By Marcia Anderson
Just as children around the nation are back in school in the early fall, so are bats. Autumn is the time when many North American bats are beginning their trek south to overwinter in Mexico and Central America. Many schools are located along bat migration routes, so every fall, bats attempt to use them as rest stops.
Bats are essential to maintaining healthy ecosystems and economies. Some bats are primary pollinators of fruits and other produce. They spend their nights eating pests — mosquitoes, moths, as well as termites, ants and roaches in flight. A single Mexican freetail bat or little brown bat can eat 3,000 mosquito-sized insects per night. Their prey is easily found in open grasslands, parks, and school yards where insects are abundant. During the day, bats prefer to roost in tight crevices such as cracks in rocks, under exfoliating tree bark, and in awnings of buildings. Bats can enter buildings through openings as small as one-half inch in diameter.
One city’s high school experienced an annual bat problem. The building was over 100 years old, and every fall over 3,000 bats would spend time in the halls, classrooms, kitchen, and, primarily, the auditorium. The bats would fly in at dawn and exit at dusk at several sites scattered across the building. The custodians would go to work at 5 a.m., running nets through the school to capture the bats and release them outdoors. They would catch as many as they could before the start of the school day.
Then in 2005, the district began implementing an Integrated Pest Management (IPM) program. As the program got underway, the facilities management team soon began to understand how the bats were entering the building. As with preventing other pests that enter schools, exclusion was part of the IPM process that needed to be implemented. An 80-foot lift allowed staff to get high enough to seal the openings where the bats were entering.
Over the next three years, there was a significant decrease in the number of bats entering the school. By 2010, only one or two bats would find their way into the building when someone on the 3rd or 4th floor would accidently leave a window open. The good news for the bats was that the district had the foresight to place bat houses on the roof of the school so the bats would have a place to rest, undisturbed, on their long journey south.
A related problem the school had to deal with was the bat guano deposited in the attic spaces above classrooms. There are health hazards associated with bat guano, such as Histoplasma capsulatum, a fungus which, if inhaled, can develop into a serious respiratory disease. Guano also needs to be removed from interior structures to avoid attracting other pests such as cockroaches and flies. A professional hazardous waste cleanup company was hired to remove the bat guano.
In another part of the country, a school had hundreds of bats spend an entire season adjacent to their gymnasium. The bats found a perfect roosting space between the gutter and the building that ran for 500 linear feet. The void was about four inches high and ¾ inches wide, in a very high location, and inaccessible to predators – a perfect spot for bats. The local health department shut down the gym. The guano that collected on the ground below the bats had to be swept up daily. Some, however, fell inside the gym wall void. The facilities staff applied an enzyme inside of the wall void to neutralize any pathogens in the guano. To solve the problem, the school removed the gutter, installed flashing, and then reinstalled the gutter. This bat incident cost the district over $250,000.

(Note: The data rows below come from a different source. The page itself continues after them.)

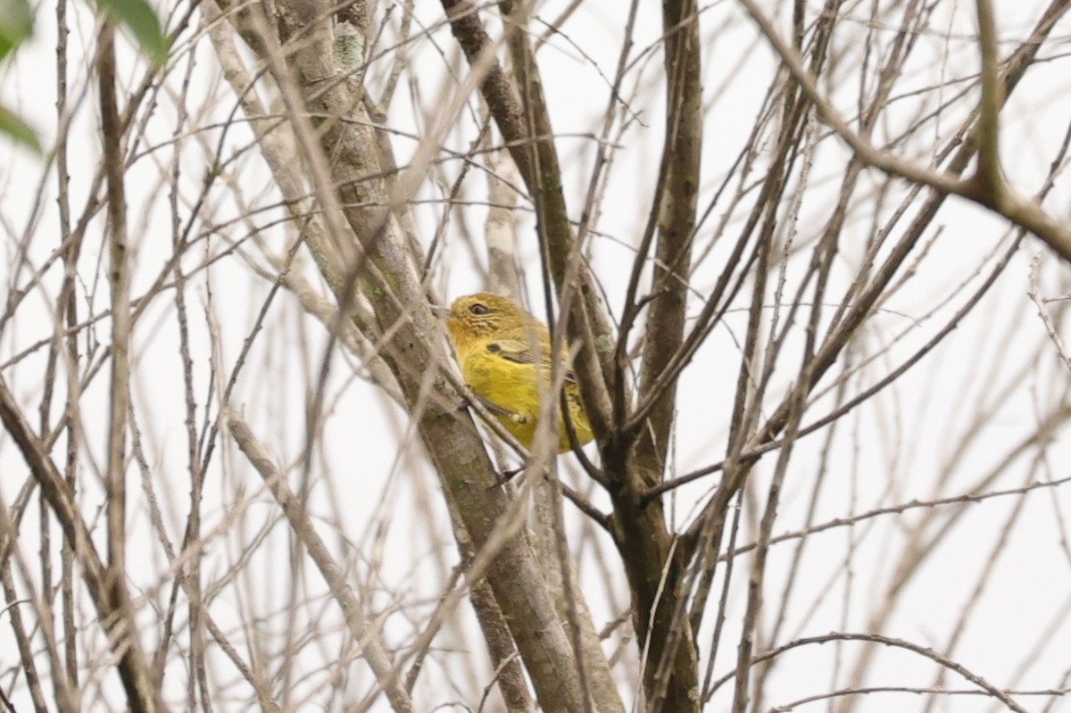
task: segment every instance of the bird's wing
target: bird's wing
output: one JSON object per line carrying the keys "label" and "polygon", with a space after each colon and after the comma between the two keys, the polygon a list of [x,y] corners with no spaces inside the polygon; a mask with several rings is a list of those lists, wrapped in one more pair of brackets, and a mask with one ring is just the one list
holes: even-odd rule
{"label": "bird's wing", "polygon": [[[487,343],[487,351],[517,364],[539,364],[550,374],[550,350],[541,349],[539,359],[532,353],[531,346],[523,339],[493,339]],[[576,383],[573,369],[565,369],[565,381]]]}

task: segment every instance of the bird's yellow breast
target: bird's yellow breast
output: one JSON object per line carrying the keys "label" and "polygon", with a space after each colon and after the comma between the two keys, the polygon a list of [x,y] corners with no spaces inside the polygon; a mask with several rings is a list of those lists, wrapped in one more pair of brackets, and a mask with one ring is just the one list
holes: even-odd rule
{"label": "bird's yellow breast", "polygon": [[[495,350],[495,339],[481,339],[458,350],[458,361],[465,382],[472,393],[493,407],[508,413],[495,412],[502,427],[513,435],[525,447],[531,447],[539,423],[540,399],[556,395],[552,393],[548,364],[543,360],[536,363],[518,363]],[[569,415],[583,444],[591,440],[591,426],[580,405],[576,385],[565,384]],[[569,431],[560,410],[558,416],[558,451],[570,449]]]}

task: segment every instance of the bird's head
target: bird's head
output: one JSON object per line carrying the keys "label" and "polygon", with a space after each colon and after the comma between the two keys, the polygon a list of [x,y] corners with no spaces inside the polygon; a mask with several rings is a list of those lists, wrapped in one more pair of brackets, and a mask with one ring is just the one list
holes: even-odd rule
{"label": "bird's head", "polygon": [[454,342],[497,334],[521,327],[531,320],[524,309],[509,298],[491,292],[477,292],[454,300],[447,318],[447,330]]}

Yet another school had an overhang 30 feet off of the ground that the bats loved. To keep them from roosting, the facilities staff filled the voids, added metal panels, and sealed the seams.
Got bats in your school? Don’t panic. They’re rarely aggressive. Do warn students not to pet, catch, comfort, kick, or shoo them away, as some bats carry rabies. Teach them to stay back and notify a teacher or staff member.
Exclusion is an essential step in IPM. Close all potential bat entry points using sealant, weather stripping, flashing, or heavy-duty ¼-inch hardware cloth. Identify bat entry points by inspecting along roof lines and under gutters for rub marks – stains left by the oils and dirt rubbing off the bats’ hair. Also look on the ground for guano.
Before taking action, know the bat species involved. A few bats are federally protected, so it is important to comply with the law. There may be more than one bat species sharing a roost. Identification can also help if the district is considering building alternative housing for the bats. Each bat house should be appropriate for the species, large enough to hold several hundred bats, and placed away from students. Not all commercially available bat houses are suitable for North American bats. Bat Conservation International provides information on how to build, buy, and install a bat house. There are also free plans for bat houses available online. Install new bat houses a few weeks prior to the actual bat exclusion, to allow them time to find the new shelter.
Lastly, Texas A&M University provides good information on bat control in schools.